Quoting Eric W. Biederman ([email protected]):
> "Serge E. Hallyn" <[email protected]> writes:
>
> > Quoting Eric W. Biederman ([email protected]):
> >> Dave Hansen <[email protected]> writes:
> >>
> >> > On Thu, 2006-07-13 at 12:14 -0600, Eric W. Biederman wrote:
> >> >> Maybe. I really think the sane semantics are in a different uid namespace.
> >> >> So you can't assumes uids are the same. Otherwise you can't handle open
> >> >> file descriptors or files passed through unix domain sockets.
> >> >
> >> > Eric, could you explain this a little bit more? I'm not sure I
> >> > understand the details of why this is a problem?
> >>
> >> Very simply.
> >>
> >> In the presence of a user namespace.
> >> All comparisons of a user equality need to be of the tuple (user namespace,
> > user id).
> >> Any comparison that does not do that is an optimization.
> >>
> >> Because you can have access to files created in another user namespace it
> >> is very unlikely that optimization will apply very frequently.
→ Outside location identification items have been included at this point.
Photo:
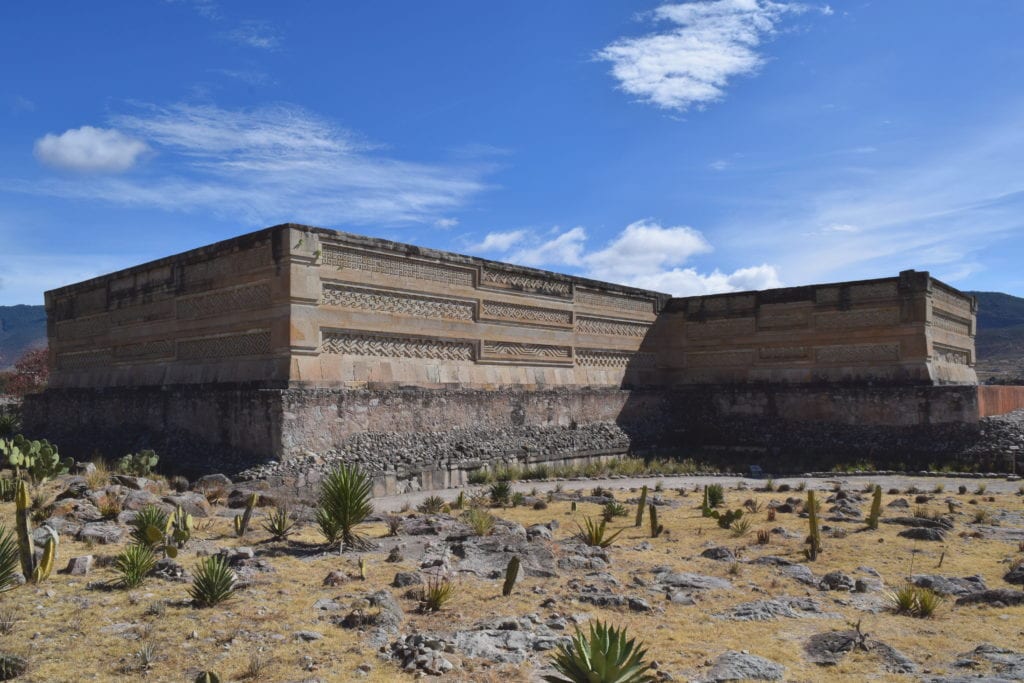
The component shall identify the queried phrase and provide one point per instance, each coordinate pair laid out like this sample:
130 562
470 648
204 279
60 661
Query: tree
31 374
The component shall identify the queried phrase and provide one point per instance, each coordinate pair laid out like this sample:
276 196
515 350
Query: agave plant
214 582
10 561
604 656
344 503
593 534
134 563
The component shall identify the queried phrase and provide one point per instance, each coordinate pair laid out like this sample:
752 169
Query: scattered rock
734 666
79 566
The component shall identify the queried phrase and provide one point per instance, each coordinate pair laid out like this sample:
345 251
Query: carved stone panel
513 312
595 357
395 346
604 326
857 352
510 280
360 298
620 301
524 353
250 343
857 317
395 265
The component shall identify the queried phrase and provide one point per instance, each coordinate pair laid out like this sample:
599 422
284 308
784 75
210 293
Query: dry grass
71 633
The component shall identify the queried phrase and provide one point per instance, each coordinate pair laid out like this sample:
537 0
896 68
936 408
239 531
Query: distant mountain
22 329
999 343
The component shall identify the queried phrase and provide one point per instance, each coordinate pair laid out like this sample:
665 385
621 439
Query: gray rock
734 666
719 553
950 586
923 534
101 532
836 581
406 579
998 598
79 566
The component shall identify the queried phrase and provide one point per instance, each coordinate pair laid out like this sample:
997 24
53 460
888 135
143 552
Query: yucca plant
213 583
431 505
501 493
134 563
594 534
914 600
481 521
344 503
437 592
150 525
279 523
10 559
613 509
603 656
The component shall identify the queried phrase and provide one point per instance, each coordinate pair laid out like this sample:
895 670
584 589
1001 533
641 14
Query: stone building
295 340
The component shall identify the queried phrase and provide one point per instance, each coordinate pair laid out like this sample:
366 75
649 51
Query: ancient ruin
295 342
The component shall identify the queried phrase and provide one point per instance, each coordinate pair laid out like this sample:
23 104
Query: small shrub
148 526
279 523
478 519
213 582
914 601
437 592
740 527
431 505
501 494
613 509
134 563
716 496
603 655
594 534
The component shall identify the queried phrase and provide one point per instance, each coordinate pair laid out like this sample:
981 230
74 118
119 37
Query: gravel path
926 483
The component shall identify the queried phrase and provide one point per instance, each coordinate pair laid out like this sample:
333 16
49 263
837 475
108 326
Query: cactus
872 517
640 506
45 565
814 537
511 573
24 527
40 459
11 667
242 521
179 526
138 464
655 528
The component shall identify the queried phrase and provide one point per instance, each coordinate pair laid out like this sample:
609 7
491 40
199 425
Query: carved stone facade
324 313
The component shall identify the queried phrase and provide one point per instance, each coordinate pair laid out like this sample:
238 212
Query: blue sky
687 147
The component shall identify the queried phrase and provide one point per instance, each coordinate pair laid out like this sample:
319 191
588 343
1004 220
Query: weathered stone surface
734 666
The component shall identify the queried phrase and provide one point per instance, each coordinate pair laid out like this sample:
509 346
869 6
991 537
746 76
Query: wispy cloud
256 34
713 42
643 254
89 148
267 165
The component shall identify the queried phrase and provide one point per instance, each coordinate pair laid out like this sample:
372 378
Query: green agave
605 656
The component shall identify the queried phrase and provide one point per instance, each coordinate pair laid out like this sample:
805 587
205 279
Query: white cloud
89 148
256 34
563 249
713 42
495 242
644 254
270 165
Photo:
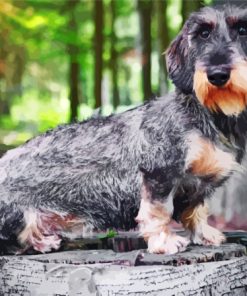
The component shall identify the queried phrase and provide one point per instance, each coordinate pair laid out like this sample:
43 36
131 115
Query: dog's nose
218 77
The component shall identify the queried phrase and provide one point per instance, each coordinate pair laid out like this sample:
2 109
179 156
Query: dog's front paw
167 244
207 235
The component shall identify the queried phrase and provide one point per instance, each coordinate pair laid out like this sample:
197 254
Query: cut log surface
105 272
197 271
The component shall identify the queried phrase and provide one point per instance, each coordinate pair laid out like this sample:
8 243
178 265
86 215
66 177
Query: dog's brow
199 23
232 20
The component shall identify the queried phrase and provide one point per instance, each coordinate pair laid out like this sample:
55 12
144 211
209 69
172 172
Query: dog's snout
218 77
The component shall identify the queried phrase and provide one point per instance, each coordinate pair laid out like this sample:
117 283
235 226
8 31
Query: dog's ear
178 63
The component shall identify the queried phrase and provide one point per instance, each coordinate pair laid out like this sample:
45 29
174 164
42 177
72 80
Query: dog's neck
230 130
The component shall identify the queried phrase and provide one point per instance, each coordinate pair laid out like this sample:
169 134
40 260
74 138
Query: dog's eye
242 30
205 31
204 34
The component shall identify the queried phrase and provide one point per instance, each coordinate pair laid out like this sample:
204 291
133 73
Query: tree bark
77 273
98 46
114 58
163 42
74 67
145 10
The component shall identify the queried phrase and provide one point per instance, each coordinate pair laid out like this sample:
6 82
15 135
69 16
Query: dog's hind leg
44 229
208 165
194 219
153 219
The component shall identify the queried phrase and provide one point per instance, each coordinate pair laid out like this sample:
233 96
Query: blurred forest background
63 60
60 60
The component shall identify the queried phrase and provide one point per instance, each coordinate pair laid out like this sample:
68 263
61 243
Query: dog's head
209 56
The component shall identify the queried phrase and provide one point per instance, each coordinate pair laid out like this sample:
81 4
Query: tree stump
197 271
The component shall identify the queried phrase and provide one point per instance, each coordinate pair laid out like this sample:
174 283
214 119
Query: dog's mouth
222 89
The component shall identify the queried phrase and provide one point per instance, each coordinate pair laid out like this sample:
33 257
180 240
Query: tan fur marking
194 219
43 228
231 99
205 159
153 219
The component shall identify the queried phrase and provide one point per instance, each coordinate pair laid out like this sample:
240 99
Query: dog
155 162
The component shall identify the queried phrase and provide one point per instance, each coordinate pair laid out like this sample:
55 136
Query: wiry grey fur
95 169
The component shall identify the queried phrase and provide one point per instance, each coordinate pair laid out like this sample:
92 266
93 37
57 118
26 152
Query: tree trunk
74 67
98 46
145 10
114 57
163 42
190 6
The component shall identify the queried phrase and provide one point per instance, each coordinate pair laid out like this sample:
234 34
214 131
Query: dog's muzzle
218 77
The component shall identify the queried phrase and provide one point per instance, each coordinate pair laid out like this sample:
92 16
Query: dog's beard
231 99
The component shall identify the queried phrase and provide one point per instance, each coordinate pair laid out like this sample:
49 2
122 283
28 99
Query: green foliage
35 39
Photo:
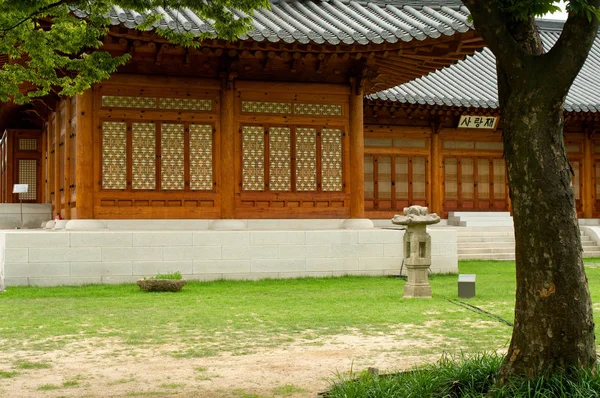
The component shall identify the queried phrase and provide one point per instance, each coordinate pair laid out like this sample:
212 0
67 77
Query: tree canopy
47 47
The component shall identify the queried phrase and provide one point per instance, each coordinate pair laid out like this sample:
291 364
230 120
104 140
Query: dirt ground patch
105 368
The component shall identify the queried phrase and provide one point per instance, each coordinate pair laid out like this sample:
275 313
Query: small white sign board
21 188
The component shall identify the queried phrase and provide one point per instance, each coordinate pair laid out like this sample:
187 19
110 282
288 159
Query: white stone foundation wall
65 257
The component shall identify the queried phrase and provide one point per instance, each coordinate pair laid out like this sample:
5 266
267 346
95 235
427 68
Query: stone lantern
417 249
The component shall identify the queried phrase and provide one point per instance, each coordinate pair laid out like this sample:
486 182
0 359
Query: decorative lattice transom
28 175
253 167
27 144
143 168
279 159
172 144
318 109
201 161
331 160
306 159
114 155
186 104
266 107
111 101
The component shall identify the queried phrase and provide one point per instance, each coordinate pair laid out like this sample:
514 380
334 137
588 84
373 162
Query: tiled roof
472 82
327 21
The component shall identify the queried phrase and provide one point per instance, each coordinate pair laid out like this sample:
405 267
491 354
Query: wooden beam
357 149
84 179
227 145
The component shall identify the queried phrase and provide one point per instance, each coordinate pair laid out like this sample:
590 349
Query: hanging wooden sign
477 122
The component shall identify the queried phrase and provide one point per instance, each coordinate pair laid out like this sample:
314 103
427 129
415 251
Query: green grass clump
172 275
466 377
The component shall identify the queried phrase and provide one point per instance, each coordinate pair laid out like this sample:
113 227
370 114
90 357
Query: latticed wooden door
393 182
474 183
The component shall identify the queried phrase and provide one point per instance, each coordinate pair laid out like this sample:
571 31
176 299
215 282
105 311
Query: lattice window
279 159
266 107
172 144
331 160
306 159
143 169
114 155
28 175
253 167
112 101
27 144
186 104
318 109
201 160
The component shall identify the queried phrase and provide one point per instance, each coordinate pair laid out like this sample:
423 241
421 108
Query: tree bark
554 327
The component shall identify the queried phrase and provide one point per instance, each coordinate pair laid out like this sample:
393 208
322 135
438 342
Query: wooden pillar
67 159
436 181
84 179
56 165
227 146
588 187
357 152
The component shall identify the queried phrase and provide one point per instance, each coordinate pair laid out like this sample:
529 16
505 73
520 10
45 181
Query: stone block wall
48 258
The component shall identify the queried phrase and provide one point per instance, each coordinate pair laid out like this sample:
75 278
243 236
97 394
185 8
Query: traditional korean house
270 126
436 141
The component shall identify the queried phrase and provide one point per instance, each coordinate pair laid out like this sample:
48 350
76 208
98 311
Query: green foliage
466 376
172 275
53 45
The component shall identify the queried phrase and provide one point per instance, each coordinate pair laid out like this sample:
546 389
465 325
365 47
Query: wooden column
56 165
227 145
588 187
436 181
84 179
357 152
67 159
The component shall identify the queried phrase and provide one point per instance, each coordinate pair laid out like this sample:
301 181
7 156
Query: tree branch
570 51
47 7
492 25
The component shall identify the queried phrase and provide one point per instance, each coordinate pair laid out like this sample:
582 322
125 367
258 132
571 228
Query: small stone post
417 249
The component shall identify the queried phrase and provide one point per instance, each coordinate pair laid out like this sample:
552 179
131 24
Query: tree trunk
554 327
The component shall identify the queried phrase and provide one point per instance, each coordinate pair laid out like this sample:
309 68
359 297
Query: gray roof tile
327 21
472 81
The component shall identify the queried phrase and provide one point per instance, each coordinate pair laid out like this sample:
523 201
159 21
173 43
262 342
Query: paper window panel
28 175
186 104
306 159
384 177
172 145
253 161
451 178
280 159
483 179
266 107
499 168
143 157
114 155
331 160
369 178
201 158
419 178
112 101
318 109
27 144
401 183
467 179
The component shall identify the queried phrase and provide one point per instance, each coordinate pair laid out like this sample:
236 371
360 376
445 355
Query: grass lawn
208 317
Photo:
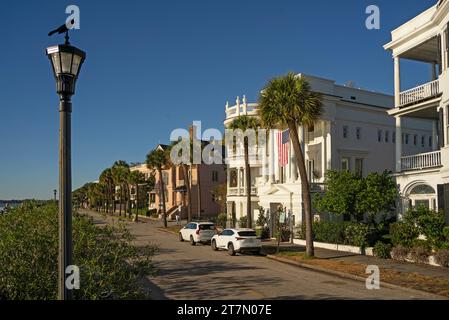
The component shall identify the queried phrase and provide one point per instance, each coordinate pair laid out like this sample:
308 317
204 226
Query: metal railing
421 161
419 93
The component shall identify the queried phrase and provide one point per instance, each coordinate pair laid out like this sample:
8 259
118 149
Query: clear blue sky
154 66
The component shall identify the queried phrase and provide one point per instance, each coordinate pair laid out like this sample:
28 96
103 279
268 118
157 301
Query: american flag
283 146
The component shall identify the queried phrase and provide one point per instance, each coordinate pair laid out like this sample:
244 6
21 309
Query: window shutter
439 53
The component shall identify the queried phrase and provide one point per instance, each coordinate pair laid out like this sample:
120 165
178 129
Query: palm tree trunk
199 188
304 187
163 198
248 185
137 202
188 191
121 201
The easy
> > scenario
> >> to get access to a file descriptor from another context is to consider unix
> >> domain sockets.
> >
> > What does that have to do with uids? If you receive an fd, uids don't
> > matter in any case. The only permission checks which happen are LSM
> > hooks, which should be uid-agnostic.
>
> You are guest uid 0. You get a directory file descriptor from another namespace.
> You call fchdir.
>
> If you permission checks are not (user namespace, uid) what can't you do?
File descripters can only be passed over a unix socket, right?
So this seems to fall into the same "userspace should set things up
sanely" argument you've brought up before.
Don't get me wrong though - the idea of using in-kernel keys as
cross-namespace uid's is definately interesting.